The Immortals- Ancient Persia’s Force of Elite Soldiers

By: The Scribe on Friday, January 21, 2011

The battle of Thermopylae saw 300 Spartans hold back a massive Persian army. But who were the soldiers that faced off against King Leonidas and why were they called The Immortals when they were so obviously mortal? Why were they so feared by the enemies that they went up against?

A frieze from 510 BCE depicting Persian Immortals The information that exists about The Immortals is somewhat sparse. It is known that they were troops that fought for the Achaemenid Empire which ws in power in Persia from 550 BCE to 330 BCE. Persia was a true force to be reckoned with. Although the Persians were nomadic originally, they settled on a plateau in southwest Iran. From there, they expanded outward until finally, under the leadership of Cyrus the Great, the empire stretched from the Indus Valley (the eastern boundary of the empire) to the northeastern border of Greece. During its growth, the Persian Empire managed to absorb Egypt, Macedon and Thrace and had absorbed the Median, Lydian and Babylonian Empires.

It is known that these were the elite troops of the Persian Empire. They had several different functions besides taking on Spartans. One was to act as heavy infantry while on duty with the standing army and the other was to act as part of the Imperial Guard.

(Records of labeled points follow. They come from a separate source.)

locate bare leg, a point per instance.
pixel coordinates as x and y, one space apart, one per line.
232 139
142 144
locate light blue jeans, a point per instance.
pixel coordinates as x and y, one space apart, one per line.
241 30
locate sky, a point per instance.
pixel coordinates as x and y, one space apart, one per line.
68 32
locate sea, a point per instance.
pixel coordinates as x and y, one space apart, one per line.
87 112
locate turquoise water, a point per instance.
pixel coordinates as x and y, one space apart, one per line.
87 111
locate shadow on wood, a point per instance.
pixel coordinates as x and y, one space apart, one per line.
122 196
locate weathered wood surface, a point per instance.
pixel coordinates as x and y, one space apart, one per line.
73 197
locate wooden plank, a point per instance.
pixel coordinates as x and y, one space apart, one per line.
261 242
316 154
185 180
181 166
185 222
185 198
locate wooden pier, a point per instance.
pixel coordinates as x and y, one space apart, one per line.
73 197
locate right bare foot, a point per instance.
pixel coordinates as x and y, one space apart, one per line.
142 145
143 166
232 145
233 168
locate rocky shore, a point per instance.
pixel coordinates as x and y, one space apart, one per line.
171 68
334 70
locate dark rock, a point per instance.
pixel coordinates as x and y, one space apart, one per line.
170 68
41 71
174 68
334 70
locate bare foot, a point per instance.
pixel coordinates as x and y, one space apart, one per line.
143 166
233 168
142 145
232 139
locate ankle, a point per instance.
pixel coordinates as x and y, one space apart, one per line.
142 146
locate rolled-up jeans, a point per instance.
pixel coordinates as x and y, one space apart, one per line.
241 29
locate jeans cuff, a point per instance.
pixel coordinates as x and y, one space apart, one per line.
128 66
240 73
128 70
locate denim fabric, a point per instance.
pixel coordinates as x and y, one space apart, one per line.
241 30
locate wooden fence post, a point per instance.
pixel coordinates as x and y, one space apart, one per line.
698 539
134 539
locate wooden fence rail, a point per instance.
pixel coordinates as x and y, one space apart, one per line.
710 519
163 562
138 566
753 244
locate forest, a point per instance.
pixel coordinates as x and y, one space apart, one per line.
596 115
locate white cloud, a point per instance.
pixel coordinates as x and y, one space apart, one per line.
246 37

Because the unit was expected to act as infantry in the standing army they were outfitted as such. The Immortals carried shields and weapons such as spears, swords, bows and arrows and daggers. These allowed them to be very versatile in combat. They wore scale armor which was topped by rich clothing. The Immortals were elite troops. Because of this they were often showered with gold and this showed clearly in the clothing they wore and the equipment that they travelled with. Unlike other troops, the Immortals were allowed to bring women and servants with them. These non-combatants travelled in covered wagons and were dressed very elaborately. The Immortals even received special food that was not given to the remainder of the army.

The uniform of the Immortals was made up of an embroidered, sleeved tunic, scale mail and trousers. They wore tiaras and soft felt caps on their heads. They were armed with short spears, short swords and bows and arrows. In addition to their scale mail shirts they were protected by a wicker shield that each man carried.A bust of the Greek historian Herodotus

Much of the information we have on this unit comes from the writings of Herodotus, a Greek historian who lived from 484 BCE to 425 BCE. He stated that the Immortals always numbered ten thousand men and that any time there was a vacancy (whether due to illness or death) it was instantly filled. The unit was exclusive and soldiers had to apply to join it. They were only accepted if they were of Persian, Elamite or Median ethnicity.

In addition to the battle of Thermopylae, the Immortals also participated in other battles. In 547, they participated in the conquest of the Neo-Babylonian Empire by Cyrus the great and took part in the Egyptian campaign mounted by Cambyses in 525 BCE. In 520 BCE and 513 BCE, the Immortals also took part in fighting in Scythia under Darius the Great.